Cuando Herodes Antipas iba a Jerusalén se
hospedaba en el viejo palacio macabeo de Herodes el Grande, y fue a este
palacio del anterior rey que Jesús fue llevado por los guardianes del
templo, seguido por sus acusadores y una multitud en aumento. Herodes
por mucho tiempo había oído hablar de Jesús, y tenía mucha curiosidad de
verle. Cuando el Hijo del Hombre estuvo ante él, este viernes por la
mañana, el malvado idumeo no recordó en ningún momento al muchacho de
años anteriores que había aparecido ante él en Séforis, pidiéndole una
decisión justa sobre el dinero que se le debía a su padre, quien había
muerto accidentalmente mientras trabajaba en uno de los edificios
públicos. Por lo que sabía Herodes, él nunca había visto a Jesús, aunque
mucho se había preocupado por él cuando hacía su obra en Galilea.

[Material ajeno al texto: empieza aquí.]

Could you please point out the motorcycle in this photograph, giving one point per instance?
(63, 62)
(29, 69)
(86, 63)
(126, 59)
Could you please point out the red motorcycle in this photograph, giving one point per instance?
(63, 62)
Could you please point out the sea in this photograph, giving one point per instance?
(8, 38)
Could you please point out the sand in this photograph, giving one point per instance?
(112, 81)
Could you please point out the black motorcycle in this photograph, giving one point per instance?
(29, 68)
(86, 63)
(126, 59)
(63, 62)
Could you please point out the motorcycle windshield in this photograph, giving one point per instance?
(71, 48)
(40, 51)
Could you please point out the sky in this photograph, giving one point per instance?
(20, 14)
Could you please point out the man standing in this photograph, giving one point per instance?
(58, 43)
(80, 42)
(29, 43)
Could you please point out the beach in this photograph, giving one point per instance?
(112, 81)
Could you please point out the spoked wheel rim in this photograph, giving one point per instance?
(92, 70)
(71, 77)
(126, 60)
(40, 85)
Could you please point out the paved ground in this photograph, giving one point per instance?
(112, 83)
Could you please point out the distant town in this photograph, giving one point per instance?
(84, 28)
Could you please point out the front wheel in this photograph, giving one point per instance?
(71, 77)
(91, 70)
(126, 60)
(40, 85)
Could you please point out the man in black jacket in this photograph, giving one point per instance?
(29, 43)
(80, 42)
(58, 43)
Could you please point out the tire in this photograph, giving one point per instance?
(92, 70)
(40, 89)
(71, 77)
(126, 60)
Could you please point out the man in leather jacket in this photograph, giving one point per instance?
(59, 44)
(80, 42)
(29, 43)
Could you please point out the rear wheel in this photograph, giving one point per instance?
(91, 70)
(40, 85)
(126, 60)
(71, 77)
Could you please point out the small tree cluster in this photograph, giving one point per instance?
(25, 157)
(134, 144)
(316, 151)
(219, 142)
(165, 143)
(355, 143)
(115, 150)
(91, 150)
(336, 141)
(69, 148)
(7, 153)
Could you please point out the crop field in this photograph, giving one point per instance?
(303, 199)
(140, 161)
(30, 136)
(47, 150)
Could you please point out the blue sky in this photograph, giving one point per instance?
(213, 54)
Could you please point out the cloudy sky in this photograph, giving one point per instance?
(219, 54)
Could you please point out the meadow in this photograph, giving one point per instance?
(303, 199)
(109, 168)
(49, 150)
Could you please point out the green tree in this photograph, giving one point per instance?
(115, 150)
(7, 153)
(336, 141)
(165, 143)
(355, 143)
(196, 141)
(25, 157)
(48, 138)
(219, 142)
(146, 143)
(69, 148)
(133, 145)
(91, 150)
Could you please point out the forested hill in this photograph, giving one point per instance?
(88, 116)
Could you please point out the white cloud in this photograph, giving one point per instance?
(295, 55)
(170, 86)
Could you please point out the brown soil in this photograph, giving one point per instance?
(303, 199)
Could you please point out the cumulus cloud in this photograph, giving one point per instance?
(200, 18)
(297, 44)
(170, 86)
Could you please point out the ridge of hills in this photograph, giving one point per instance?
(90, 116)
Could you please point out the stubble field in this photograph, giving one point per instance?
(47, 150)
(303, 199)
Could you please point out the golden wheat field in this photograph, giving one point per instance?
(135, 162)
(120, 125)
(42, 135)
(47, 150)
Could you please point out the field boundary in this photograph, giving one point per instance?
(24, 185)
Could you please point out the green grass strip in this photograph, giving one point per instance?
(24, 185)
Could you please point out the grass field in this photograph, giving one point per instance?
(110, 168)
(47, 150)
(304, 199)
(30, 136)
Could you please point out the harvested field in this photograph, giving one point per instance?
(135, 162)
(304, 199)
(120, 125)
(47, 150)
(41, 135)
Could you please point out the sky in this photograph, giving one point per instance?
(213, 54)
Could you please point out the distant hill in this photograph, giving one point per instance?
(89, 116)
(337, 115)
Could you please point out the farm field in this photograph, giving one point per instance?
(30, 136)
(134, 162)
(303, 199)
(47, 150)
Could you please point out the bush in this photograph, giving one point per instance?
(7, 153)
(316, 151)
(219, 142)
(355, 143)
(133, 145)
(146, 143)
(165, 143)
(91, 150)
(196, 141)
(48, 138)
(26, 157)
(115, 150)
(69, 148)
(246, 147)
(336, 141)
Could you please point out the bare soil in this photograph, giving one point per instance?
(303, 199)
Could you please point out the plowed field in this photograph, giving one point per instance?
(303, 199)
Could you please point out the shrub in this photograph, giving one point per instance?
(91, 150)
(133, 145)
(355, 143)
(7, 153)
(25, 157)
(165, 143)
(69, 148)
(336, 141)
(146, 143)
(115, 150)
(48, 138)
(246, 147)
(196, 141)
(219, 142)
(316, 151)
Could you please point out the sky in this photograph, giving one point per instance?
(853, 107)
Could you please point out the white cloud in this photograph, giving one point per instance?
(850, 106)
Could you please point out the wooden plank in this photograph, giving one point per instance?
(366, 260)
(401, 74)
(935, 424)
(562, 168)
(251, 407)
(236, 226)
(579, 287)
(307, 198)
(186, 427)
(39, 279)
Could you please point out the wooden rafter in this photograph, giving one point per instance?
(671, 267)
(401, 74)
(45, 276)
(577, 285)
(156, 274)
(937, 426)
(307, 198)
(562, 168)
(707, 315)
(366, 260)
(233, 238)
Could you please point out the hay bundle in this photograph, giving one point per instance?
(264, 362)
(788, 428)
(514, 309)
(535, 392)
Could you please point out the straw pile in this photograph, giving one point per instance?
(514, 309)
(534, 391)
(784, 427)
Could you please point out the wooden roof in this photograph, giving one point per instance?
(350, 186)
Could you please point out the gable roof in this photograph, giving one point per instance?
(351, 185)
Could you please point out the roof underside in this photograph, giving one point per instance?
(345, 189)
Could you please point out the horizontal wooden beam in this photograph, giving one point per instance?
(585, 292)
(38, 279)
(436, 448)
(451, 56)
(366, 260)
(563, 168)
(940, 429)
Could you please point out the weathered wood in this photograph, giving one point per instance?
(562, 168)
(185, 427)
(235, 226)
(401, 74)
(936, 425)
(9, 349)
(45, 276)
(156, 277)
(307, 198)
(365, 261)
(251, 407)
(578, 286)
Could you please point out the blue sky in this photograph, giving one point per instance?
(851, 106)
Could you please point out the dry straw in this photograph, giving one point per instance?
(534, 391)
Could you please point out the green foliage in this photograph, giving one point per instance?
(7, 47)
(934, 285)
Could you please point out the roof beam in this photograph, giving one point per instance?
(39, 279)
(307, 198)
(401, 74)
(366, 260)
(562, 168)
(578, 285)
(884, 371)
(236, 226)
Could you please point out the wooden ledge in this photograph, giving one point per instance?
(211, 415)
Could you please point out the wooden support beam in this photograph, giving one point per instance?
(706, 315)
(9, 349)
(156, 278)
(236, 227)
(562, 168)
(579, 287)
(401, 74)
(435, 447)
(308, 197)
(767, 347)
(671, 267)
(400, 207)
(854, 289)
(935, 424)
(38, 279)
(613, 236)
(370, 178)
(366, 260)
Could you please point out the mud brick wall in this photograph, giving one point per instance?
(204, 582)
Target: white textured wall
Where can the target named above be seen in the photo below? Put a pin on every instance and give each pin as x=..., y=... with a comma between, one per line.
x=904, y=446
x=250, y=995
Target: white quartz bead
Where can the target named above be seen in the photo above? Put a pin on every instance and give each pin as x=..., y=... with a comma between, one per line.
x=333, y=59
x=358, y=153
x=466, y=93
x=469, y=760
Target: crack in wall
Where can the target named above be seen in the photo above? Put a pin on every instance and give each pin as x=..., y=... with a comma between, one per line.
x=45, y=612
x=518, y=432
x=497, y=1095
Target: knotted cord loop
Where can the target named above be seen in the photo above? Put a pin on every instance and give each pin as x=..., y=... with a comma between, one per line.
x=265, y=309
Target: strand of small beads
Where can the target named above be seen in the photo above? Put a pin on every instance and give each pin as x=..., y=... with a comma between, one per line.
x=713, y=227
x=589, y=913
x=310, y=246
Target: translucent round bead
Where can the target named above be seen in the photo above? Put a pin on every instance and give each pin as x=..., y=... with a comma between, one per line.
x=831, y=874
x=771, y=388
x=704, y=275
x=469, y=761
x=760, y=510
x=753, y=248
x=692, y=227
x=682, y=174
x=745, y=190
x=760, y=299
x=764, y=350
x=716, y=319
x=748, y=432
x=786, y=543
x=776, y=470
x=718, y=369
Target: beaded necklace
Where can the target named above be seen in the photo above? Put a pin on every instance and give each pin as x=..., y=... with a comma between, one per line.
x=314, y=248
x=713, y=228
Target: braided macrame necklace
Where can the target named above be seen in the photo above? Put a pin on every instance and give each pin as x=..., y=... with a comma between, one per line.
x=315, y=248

Ahora, con Jesús en la custodia de Pilato y de los judeos, Herodes
ansiaba verlo, pues le parecía que ya no corría peligro de que surgieran
problemas por él en el futuro. Herodes mucho había oído de los milagros
forjados por Jesús, y realmente esperaba verlo realizar algún portento.
Cuando trajeron a Jesús ante Herodes, el
tetrarca se sorprendió de su apariencia majestuosa y de la calma de su
conducta. Durante unos quince minutos hizo Herodes preguntas a Jesús
pero el Maestro no respondió. Herodes lo provocó, desafiándolo a que
realizara un milagro, pero Jesús no respondió a sus muchas preguntas ni a
sus desafíos. Entonces Herodes se volvió a los altos
sacerdotes y los saduceos y, prestando oído a sus acusaciones, oyó todo
lo que Pilato había escuchado, y más, sobre las supuestas fechorías del
Hijo del Hombre. Finalmente, convencido de que Jesús ni hablaría ni
realizaría un portento para él, Herodes, después de burlarse de él por
un tiempo, le envolvió en un viejo manto de púrpura real y lo mandó de
vuelta a Pilato. Herodes sabía que no tenía jurisdicción sobre Jesús en
Judea. Aunque se alegraba de creer que finalmente estaría libre de Jesús
en Galilea, estaba agradecido de que fuera responsabilidad de Pilato
condenarlo a muerte. Herodes no se había recobrado nunca plenamente del
temor que lo perseguía por haber dado muerte a Juan el Bautista. Herodes
en ciertos momentos temió que Jesús fuera Juan, resucitado de entre los
muertos. Ahora pudo liberarse de ese temor, puesto que observó que Jesús era una persona muy
distinta del extrovertido y apasionado profeta que se había atrevido a
exponer y denunciar su vida privada.